Chart performance for "Sisters Are Doin' It for Themselves"
| Chart (1985–1986) | Peak position |
|---|---|
| Australia (Kent Music Report) | 15 |
| Belgium (Ultratop 50 Flanders) | 28 |
| Canada Top Singles (RPM) | 33 |
| Europe (European Hot 100 Singles) | 9 |
| Finland (Suomen virallinen lista) | 9 |
| Ireland (IRMA) | 5 |
| Netherlands (Dutch Top 40) | 20 |
| Netherlands (Single Top 100) | 17 |
| New Zealand (Recorded Music NZ) | 6 |
| Switzerland (Schweizer Hitparade) | 20 |
| UK Singles (Official Charts) | 9 |
| US Billboard Hot 100 | 18 |
| US Dance Club Songs (Billboard) | 10 |
| US Dance Singles Sales (Billboard) | 21 |
| US Hot R&B/Hip-Hop Songs (Billboard) | 66 |
| US Cash Box Top 100 Singles | 22 |
| US Top 100 Black Contemporary Singles (Cash Box) | 57 |
| West Germany (GfK) | 22 |

==Certifications==

Certifications for "Sisters Are Doin' It for Themselves"
| Region | Certification | Certified units/sales |
| United Kingdom (BPI) Sales since 2004 | Silver | 200,000^{‡} |
^{‡} Sales+streaming figures based on certification alone.

==Cover versions==
- The song was performed by the cartoon character Lisa Simpson (as sung by actress Yeardley Smith) along with Lisa's aunts Patty and Selma Bouvier as well as Ann Wilson and Nancy Wilson of Heart on The Yellow Album released in 1998.
- In 2005, The Pointer Sisters recorded a cover version of the song with Belgian singer Natalia. The single was released only in Belgium in October 2005 and reached number two on the Belgian singles chart.
- The television show Xena: Warrior Princess featured a cover of the song by actress Lucy Lawless and Gillian Iliana Waters in the episode Lyre, Lyre, Hearts on Fire.
- The 2019 comedy series This Time With Alan Partridge featured a performance of the song by vocal harmony group 'The Quavers', featuring Steve Coogan's character Partridge himself. In typical Partridge clumsiness, this interpretation gives all the lead vocals to the males in the group while its three female members are relegated to the back row.

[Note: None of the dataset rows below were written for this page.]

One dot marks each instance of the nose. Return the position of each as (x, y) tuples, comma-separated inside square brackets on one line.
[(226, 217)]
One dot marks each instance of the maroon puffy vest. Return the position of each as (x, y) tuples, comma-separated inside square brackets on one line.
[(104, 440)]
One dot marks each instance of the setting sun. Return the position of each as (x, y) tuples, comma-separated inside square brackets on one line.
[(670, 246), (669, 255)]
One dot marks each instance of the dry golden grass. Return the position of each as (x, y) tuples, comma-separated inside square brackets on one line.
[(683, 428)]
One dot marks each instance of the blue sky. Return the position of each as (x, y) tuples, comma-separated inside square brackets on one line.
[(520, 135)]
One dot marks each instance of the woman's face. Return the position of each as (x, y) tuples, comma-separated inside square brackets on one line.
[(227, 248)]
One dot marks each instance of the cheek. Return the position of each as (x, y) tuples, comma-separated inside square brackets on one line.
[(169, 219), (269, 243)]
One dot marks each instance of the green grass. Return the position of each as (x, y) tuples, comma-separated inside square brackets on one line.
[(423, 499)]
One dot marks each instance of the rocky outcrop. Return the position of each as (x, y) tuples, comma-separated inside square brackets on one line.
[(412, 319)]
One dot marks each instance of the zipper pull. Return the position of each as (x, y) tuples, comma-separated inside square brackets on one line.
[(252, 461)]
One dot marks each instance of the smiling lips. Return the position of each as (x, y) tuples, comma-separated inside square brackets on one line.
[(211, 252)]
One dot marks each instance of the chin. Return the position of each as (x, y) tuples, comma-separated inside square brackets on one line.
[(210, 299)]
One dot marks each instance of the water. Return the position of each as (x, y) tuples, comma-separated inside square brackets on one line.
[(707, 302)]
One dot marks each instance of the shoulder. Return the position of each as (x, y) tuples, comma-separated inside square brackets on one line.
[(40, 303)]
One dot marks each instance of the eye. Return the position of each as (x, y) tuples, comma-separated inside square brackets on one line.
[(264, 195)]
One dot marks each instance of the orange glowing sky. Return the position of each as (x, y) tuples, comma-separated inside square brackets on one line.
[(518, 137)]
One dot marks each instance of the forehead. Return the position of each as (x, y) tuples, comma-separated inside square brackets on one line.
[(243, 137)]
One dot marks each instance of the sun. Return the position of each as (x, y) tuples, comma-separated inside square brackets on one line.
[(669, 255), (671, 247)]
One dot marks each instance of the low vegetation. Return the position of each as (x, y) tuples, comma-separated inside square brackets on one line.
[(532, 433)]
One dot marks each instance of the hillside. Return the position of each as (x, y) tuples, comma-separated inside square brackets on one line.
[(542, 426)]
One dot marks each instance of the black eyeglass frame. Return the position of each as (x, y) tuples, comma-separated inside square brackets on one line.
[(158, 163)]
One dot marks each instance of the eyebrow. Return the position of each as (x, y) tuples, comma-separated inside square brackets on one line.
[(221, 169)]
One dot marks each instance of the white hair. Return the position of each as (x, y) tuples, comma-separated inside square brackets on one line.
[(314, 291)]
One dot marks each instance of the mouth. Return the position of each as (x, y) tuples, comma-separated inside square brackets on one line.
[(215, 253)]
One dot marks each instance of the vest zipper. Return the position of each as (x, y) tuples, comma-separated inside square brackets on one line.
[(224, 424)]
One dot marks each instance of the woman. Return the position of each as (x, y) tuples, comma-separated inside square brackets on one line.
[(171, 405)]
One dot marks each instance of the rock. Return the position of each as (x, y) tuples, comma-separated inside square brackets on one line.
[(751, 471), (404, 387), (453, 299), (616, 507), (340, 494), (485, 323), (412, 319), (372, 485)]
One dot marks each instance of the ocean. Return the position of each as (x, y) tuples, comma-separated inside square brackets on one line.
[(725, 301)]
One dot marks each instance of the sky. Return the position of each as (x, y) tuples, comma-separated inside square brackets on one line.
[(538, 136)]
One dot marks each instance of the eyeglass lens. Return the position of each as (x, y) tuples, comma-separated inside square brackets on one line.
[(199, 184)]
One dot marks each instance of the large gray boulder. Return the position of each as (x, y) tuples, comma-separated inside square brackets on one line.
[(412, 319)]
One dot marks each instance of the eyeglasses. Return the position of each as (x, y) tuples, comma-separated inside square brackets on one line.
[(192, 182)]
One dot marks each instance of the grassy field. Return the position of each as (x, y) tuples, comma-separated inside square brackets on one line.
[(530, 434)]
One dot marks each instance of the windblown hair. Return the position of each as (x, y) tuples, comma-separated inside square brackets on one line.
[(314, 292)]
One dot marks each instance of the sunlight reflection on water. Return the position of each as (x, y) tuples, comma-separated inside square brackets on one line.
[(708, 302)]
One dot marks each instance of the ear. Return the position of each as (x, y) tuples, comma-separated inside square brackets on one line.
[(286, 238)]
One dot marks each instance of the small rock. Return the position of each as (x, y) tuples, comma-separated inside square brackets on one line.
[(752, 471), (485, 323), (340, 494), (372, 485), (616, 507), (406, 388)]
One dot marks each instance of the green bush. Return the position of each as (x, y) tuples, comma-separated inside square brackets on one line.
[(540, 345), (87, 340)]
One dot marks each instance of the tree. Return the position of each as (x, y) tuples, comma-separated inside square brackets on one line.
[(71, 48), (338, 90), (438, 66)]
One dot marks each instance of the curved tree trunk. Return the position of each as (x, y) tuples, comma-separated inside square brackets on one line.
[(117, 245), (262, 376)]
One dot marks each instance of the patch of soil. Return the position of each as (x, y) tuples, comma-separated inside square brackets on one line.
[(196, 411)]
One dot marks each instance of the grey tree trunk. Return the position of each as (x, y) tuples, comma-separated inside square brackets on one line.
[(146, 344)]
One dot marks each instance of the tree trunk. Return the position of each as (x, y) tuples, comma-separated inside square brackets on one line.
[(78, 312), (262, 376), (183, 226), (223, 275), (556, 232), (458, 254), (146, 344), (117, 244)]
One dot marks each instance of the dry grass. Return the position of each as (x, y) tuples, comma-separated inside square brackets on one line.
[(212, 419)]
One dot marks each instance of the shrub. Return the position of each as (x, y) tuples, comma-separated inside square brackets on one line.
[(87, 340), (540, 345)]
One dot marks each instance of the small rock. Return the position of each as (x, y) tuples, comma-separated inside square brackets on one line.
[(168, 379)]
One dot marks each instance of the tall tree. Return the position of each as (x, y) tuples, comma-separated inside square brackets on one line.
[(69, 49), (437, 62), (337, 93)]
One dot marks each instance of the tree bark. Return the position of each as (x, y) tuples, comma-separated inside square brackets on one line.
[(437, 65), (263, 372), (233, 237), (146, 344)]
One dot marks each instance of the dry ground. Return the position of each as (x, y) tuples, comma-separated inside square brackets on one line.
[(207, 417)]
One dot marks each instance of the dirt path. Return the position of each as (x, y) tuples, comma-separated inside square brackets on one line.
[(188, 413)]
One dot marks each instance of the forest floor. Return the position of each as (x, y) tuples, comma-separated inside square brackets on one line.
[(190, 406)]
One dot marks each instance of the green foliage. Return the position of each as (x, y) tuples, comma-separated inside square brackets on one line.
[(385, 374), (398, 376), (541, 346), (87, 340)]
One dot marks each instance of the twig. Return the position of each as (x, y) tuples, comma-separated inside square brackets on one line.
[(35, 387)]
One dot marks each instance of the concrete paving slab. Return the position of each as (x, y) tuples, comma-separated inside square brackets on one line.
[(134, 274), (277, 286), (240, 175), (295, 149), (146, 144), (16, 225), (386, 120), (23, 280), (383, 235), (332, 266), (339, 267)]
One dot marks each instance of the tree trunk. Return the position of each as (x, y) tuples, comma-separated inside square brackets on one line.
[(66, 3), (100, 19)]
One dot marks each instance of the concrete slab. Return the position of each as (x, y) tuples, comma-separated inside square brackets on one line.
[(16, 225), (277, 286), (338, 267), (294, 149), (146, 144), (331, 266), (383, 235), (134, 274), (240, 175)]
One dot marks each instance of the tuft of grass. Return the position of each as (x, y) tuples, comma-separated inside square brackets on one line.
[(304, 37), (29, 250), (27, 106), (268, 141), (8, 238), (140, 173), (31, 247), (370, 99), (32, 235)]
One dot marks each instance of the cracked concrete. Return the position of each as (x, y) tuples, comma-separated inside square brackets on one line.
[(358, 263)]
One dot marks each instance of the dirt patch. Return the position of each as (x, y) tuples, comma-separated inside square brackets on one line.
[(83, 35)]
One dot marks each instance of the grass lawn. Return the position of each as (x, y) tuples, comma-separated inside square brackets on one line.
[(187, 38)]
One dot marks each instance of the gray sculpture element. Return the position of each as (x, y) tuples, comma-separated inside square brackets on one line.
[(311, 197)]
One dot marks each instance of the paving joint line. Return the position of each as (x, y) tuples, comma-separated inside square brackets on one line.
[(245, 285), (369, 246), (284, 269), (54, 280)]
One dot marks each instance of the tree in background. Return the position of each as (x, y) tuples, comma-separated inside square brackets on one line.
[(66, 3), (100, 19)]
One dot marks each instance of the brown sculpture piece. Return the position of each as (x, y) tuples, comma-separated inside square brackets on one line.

===Live cover performances===
- In 1986, Kylie Minogue with her sister Dannii Minogue performed this song on Young Talent Time.
- On 21 October 1991, the gothic rock band Rosetta Stone performed a live cover version of the song at the Leeds Warehouse. In 1992, a bootleg recording of the concert has been released as "Under the rose".
- In 1998, the Spice Girls performed a live cover version of the song on their Spiceworld Tour, as a duet between Melanie C (Sporty Spice) and Mel B (Scary Spice). They also performed it on TFI Friday.
- In 2011, Christina Aguilera, Martina McBride, Florence Welch, Jennifer Hudson & Yolanda Adams covered this song at 53rd Grammy Awards.